However I am not totally convinced (specially about weak ordering). Can someone explain a bit more ?
The purpose of std::less and friends is it allows you to generalize your code. Lets say we are writing a sorting function. We start with
void sort(int * begin, int * end) { /* sort here using < /* }
So now we can sort a container we can get int*'s to. Now lets make it a template so it will work with all type
template<typename Iterator>
void sort(Iterator begin, Iterator end) { /* sort here using < /* }
Now we can sort any type and we are using an "Iterator" as our way of saying we need something that points to the element. This is all well and good but this means we require any type passed to provide a operator < for it to work.
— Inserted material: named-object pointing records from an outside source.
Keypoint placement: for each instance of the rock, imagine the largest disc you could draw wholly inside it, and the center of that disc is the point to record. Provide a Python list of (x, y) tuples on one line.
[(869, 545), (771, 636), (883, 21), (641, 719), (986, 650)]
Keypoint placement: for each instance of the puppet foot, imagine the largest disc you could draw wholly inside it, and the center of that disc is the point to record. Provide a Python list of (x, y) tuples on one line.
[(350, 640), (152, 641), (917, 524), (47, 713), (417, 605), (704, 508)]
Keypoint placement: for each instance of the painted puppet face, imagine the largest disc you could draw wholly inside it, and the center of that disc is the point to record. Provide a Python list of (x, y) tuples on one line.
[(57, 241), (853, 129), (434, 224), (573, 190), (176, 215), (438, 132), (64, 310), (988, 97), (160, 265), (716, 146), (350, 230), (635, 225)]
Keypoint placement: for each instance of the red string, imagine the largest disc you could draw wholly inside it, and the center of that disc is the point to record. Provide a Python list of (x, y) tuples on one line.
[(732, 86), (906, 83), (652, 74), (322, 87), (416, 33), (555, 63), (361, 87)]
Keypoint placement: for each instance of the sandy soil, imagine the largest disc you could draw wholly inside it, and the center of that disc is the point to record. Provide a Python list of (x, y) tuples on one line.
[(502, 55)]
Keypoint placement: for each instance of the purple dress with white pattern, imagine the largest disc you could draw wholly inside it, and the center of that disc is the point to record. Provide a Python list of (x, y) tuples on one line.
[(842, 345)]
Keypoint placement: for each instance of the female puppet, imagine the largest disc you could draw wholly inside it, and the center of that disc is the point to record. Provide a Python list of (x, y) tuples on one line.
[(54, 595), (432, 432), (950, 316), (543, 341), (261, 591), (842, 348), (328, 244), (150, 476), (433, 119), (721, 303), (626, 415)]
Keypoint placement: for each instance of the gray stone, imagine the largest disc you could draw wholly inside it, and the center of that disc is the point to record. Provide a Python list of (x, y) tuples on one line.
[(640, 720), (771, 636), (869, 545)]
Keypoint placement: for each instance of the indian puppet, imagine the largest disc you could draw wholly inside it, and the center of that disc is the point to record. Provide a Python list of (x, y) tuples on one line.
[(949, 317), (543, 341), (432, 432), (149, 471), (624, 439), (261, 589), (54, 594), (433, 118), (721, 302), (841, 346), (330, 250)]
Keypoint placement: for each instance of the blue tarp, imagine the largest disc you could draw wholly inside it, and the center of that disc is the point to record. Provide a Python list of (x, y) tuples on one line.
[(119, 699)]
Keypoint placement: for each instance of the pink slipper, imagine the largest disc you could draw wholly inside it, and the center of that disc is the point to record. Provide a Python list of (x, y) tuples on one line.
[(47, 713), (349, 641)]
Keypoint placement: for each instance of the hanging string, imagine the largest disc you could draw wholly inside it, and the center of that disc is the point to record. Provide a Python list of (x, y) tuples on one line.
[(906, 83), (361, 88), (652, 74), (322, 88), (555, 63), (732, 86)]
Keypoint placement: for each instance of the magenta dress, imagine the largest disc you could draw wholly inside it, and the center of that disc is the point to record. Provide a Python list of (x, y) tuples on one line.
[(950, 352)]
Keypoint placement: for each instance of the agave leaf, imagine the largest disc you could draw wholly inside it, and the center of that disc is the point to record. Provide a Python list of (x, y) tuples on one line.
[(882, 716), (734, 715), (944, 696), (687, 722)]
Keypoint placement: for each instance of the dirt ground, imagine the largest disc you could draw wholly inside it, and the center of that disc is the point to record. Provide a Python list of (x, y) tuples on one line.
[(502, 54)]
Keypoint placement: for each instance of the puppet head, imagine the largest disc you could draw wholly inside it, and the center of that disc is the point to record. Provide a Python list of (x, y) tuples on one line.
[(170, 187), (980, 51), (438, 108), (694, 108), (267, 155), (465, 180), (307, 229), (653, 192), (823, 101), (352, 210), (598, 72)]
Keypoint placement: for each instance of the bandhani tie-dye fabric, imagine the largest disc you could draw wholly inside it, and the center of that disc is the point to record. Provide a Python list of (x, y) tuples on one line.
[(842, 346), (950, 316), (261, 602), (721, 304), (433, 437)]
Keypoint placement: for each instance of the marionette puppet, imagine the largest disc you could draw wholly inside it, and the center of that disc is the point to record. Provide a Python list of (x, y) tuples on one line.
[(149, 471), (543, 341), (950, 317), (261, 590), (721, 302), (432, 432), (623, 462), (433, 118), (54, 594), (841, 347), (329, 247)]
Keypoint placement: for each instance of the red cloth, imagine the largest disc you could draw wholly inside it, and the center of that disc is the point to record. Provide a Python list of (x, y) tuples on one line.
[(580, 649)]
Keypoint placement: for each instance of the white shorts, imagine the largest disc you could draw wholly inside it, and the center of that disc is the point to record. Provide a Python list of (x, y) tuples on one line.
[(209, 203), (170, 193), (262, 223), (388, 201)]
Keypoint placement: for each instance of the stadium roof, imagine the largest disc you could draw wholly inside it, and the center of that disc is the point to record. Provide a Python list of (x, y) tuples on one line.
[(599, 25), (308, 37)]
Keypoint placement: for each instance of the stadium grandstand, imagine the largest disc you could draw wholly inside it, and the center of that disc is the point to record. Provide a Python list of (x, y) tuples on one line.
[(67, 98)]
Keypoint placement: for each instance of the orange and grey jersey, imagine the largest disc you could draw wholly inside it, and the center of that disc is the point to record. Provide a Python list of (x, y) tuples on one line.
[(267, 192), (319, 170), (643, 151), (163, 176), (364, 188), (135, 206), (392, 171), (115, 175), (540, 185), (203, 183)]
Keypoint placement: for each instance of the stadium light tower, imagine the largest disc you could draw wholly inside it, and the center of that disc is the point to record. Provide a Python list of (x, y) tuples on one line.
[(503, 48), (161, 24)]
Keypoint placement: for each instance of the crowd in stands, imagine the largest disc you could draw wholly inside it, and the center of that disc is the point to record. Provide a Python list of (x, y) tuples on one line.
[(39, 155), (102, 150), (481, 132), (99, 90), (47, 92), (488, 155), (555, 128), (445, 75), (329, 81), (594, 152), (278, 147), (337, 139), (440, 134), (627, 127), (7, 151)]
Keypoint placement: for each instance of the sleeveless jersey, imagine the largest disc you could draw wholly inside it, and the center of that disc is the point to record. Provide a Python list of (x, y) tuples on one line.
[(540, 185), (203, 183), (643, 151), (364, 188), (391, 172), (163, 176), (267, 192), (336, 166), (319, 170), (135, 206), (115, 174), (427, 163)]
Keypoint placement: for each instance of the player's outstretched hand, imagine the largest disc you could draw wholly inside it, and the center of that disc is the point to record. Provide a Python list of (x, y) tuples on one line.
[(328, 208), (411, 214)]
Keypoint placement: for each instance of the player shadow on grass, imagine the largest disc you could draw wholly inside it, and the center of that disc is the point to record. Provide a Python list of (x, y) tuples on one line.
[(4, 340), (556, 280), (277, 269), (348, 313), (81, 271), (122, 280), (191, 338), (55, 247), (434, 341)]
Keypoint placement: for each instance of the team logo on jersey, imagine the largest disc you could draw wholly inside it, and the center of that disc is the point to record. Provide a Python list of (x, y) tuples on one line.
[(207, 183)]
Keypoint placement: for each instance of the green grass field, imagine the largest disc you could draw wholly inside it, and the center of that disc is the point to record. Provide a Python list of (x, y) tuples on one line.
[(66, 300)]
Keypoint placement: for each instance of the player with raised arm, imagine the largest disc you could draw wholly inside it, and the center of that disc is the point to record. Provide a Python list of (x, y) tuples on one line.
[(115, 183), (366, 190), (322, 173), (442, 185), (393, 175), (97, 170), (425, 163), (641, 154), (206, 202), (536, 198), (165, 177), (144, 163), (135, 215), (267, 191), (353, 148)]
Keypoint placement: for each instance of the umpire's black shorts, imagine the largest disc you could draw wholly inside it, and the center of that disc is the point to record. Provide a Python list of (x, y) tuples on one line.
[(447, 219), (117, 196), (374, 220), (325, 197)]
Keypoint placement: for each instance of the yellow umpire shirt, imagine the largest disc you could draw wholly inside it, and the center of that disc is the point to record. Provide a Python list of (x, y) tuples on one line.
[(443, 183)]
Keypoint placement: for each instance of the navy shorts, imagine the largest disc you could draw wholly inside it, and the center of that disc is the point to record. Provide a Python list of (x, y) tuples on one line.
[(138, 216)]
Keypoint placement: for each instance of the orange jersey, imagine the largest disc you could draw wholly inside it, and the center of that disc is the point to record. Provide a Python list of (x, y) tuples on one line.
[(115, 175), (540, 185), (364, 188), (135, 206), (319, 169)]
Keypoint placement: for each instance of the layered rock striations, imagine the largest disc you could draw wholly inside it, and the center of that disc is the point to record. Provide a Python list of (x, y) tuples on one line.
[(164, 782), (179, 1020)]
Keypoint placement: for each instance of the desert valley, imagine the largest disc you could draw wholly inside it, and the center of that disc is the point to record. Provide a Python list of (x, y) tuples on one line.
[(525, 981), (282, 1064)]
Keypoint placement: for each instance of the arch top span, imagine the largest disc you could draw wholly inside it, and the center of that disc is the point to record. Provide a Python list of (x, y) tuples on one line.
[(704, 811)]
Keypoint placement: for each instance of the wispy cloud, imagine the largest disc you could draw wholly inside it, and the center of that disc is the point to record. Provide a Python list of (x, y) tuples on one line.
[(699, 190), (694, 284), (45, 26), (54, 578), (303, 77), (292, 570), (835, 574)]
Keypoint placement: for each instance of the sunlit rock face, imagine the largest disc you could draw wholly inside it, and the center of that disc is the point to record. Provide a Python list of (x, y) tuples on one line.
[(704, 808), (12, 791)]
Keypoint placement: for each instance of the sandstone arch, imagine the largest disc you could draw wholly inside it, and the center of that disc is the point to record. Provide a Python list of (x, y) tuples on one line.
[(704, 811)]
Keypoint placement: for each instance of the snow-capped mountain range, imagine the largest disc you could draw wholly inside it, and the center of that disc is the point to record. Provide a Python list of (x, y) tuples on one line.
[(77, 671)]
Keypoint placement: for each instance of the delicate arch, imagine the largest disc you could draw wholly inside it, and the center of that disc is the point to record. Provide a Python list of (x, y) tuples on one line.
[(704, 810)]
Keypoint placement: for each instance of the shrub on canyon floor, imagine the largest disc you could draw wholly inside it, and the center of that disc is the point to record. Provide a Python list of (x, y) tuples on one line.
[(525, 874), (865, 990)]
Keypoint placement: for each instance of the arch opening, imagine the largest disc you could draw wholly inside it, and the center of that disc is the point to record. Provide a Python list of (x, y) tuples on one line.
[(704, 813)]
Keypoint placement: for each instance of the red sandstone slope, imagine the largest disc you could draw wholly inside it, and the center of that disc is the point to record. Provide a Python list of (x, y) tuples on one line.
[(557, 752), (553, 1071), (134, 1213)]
It also doesn't let use change the sort order.
Now we could use a function pointer but that won't work for built in types as there is no function you can point to. If we instead make an additional template parameter, lets call it Cmp, then we can add another parameter to the function of type Cmp. This will be the comparison function. We would like to provide a default value for that so using std::less makes that very easy and gives us a good "default" behavior.
So with something like
template<typename Iterator, typename Cmp>
void sort(Iterator begin, Iterator end,
Cmp c = std::less<typename std::iterator_traits<Iterator>::value_type>)
{ /* sort here using c /* }
It allows you to sort all built in types, any type that has a operator <, and lets you specify any other way you want to compare elements in the data to sort them.
This is why we need std::less and friends. It lets us make the code generic and flexible without having to write a lot of boiler plate.
Using a function object also gives us some performance benefits. It is easier for the compiler to inline a call to the function call operator then it if it was using a function pointer. It also allows the comparator to have state, like a counter for the number of times it was called. For a more in-depth look at this, see C++ Functors - and their uses.
std::less is just a default policy that takes the natural sorting order of an object (i.e., its comparison operators).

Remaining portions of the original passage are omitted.